My word, the food here is cheap. Most meals I buy cost less than half of what I'd pay back home. The other day I bought a sandwich, a cake and a drink - and I got change from a five Euro note. I think it all cost about the equivalent of $4.50 Australian. I found a bakery (well, more of a patisserie) in Tartu today that sells coffee for 40c a cup. Sure, it's just filtered coffee that you pour into a paper cup, but it's actually better than any of the other sources of coffee I've found in this town. For about the equivalent of $1.50 Australian I bought a danish and a coffee, and both were good.

I hear the wages here are pretty terrible and the cost of things like shoes is ridiculous, but I eating here is incredibly affordable. It's not just the stuff that people make in bakeries and cafes, either - I bought a packet of eight Snickers bars for less than a Euro in a shop in Binz. They were only snack-sized Snickers, but that's usually all I can eat in a chocolate bar, anyway, and it still cost less than one full-sized chocolate bar would cost back home.
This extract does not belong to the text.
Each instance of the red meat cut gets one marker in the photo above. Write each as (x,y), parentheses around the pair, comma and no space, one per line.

I've figured out that if I could manage to get paid my normal wage in my country and live here it would be pretty sweet.

Literally, I expect. The cakes are good, cheap and convenient, and I'm definitely not sticking to my "low gluten" diet.

I'm also not eating red meat, for some reason. I go into a restaurant thinking "a nice juicy steak would be nice" and end up ordering fish, or something. I don't know why. I haven't noticed any discernible difference as a result, but something tells me I probably won't notice any difference in what I am and am not eating as long as a major component of my diet is cake...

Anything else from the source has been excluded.